Por que o povo de Derry esquece as coisas? A psicologia, a metafísica e o horror silencioso de Stephen King

Divulgação | HBO Max

• Por Alisson Santos 

O mistério por trás do esquecimento coletivo em Derry é um dos elementos mais inquietantes do universo criado por Stephen King. Na superfície, parece apenas mais uma característica perturbadora da cidade, mas quanto mais se analisa, mais evidente se torna que o fenômeno é um dos pilares centrais da narrativa de It: A Coisa. Derry não funciona como uma cidade comum; ela age como um organismo vivo, moldado e manipulado pela presença milenar da entidade conhecida como A Coisa. Essa influência faz com que o lugar absorva, reorganize e silencie memórias com a mesma naturalidade com que uma pessoa respira. O esquecimento não surge por acaso; ele é parte da forma como a cidade se autorregula, mantendo-se estável diante do horror que a assombra.

A explicação mais evidente é a interferência direta da Coisa na mente das pessoas. Pennywise não aterroriza apenas por sua aparência ou violência física, mas por sua capacidade de distorcer percepções e manipular emoções. No livro, fica claro que sua influência psíquica cria uma espécie de anestesia na população. As pessoas se tornam menos perceptivas, menos sensíveis, menos reativas. É como se a criatura emitisse um campo que entorpece a consciência coletiva, abafando qualquer memória que possa ameaçar sua permanência. No fundo, o esquecimento é uma defesa — não para os habitantes, mas para o próprio monstro, que precisa do silêncio e da indiferença para continuar existindo.

Mas a amnésia em Derry não é apenas fruto de magia ou dominação supernatural. Stephen King também explora um mecanismo profundamente humano; a negação.
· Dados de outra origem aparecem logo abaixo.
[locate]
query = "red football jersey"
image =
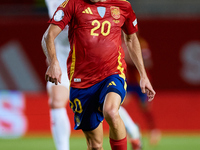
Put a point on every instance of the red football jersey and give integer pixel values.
(95, 38)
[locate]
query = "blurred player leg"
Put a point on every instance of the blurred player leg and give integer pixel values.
(132, 129)
(59, 96)
(95, 138)
(60, 124)
(155, 134)
(117, 131)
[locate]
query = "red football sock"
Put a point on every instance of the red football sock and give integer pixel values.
(118, 144)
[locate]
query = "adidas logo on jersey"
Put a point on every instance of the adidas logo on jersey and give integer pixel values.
(87, 11)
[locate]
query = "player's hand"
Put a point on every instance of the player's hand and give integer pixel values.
(147, 88)
(53, 73)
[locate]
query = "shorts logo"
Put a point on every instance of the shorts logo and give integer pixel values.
(111, 83)
(87, 11)
(115, 12)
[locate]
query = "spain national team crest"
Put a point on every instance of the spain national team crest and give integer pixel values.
(115, 12)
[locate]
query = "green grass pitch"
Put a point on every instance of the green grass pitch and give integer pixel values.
(168, 142)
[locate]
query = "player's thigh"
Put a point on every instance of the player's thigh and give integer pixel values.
(95, 137)
(59, 96)
(112, 102)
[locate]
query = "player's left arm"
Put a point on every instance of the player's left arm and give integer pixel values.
(53, 73)
(135, 53)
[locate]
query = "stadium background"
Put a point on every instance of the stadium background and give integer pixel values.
(172, 29)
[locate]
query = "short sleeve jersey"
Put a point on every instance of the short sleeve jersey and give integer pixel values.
(95, 38)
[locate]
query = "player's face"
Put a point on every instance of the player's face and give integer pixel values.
(94, 1)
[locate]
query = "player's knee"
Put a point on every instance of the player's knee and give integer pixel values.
(57, 102)
(111, 115)
(95, 146)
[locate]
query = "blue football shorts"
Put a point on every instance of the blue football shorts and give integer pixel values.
(135, 89)
(87, 104)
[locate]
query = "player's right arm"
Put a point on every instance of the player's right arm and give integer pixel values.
(53, 73)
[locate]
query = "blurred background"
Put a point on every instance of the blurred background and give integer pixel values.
(172, 31)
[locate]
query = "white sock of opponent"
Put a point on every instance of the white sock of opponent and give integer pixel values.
(131, 128)
(60, 127)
Ao enfrentar tragédias constantes, desaparecimentos de crianças, surtos de violência inexplicável e massacres que desafiam qualquer lógica, os moradores da cidade desenvolvem uma espécie de pacto silencioso. É mais fácil virar o rosto do que encarar o horror. Muitos veem, mas escolhem não ver. Muitos entendem, mas decidem não compreender. O trauma coletivo é tão grande que a repressão se torna uma forma de sobrevivência. Em Derry, esquecer vira uma necessidade emocional e social.

Essa dinâmica fica ainda mais evidente quando se analisa o contraste entre crianças e adultos. Enquanto os pequenos conseguem enxergar a Coisa, lembrar dos acontecimentos e reagir, os adultos mergulham em uma névoa de esquecimento quase automático. Quando o Clube dos Perdedores deixa a cidade, suas lembranças se dissolvem, como se fossem sonhos esquecidos ao amanhecer. Eles só conseguem lembrar plenamente quando retornam a Derry décadas depois. Isso reforça outro tema recorrente de King; crianças enfrentam o medo, enquanto adultos o racionalizam, empurrando para longe tudo o que ameaça sua estabilidade emocional. A Coisa aproveita essa fragilidade, usando o próprio funcionamento psicológico humano como ferramenta para se proteger.
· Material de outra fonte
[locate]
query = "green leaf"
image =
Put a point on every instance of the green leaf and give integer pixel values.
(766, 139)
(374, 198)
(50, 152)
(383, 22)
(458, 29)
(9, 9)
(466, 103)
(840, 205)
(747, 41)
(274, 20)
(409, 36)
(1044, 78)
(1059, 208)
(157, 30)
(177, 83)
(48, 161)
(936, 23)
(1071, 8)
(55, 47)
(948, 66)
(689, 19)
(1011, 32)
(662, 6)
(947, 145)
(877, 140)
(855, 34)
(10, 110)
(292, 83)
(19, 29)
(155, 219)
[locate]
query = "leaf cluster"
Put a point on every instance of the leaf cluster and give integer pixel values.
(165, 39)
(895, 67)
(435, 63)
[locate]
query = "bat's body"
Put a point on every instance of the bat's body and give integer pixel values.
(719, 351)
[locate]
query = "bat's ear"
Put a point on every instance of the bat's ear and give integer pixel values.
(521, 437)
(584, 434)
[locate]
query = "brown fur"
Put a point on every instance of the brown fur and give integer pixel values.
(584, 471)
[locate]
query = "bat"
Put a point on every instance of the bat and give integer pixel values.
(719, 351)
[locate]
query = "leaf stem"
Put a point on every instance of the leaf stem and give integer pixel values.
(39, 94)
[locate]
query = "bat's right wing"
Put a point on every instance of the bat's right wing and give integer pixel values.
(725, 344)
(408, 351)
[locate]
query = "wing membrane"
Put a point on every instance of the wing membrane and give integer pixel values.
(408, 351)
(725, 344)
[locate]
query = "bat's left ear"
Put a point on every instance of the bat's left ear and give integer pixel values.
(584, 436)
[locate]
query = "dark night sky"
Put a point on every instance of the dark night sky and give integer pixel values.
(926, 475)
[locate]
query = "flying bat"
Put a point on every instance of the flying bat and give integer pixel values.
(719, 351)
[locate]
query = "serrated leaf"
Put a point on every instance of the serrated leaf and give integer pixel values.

A cidade, enquanto entidade, também contribui para o apagamento. Derry é apresentada como um lugar de poder, um ponto geográfico onde a realidade parece mais maleável. Tragédias históricas, explosões inexplicáveis e ondas de violência são absorvidas pela cidade, que opera como um espaço onde passado, presente e futuro se embaralham em silêncio. A topografia emocional do lugar favorece o esquecimento, como se as memórias fossem engolidas pelo próprio solo.

Por trás de toda essa ficção, há uma crítica social clara. Stephen King usa Derry como metáfora para a forma como comunidades reais lidam com violência, abusos e injustiças. Assim como na cidade fictícia, muitas sociedades preferem esquecer, silenciar e ignorar aquilo que é doloroso demais para ser encarado. Derry é um espelho distorcido da realidade, mas um espelho ainda assim. O esquecimento coletivo é um comentário sobre como o mal se perpetua não apenas pelo que faz, mas pelo que convence as pessoas a não lembrar.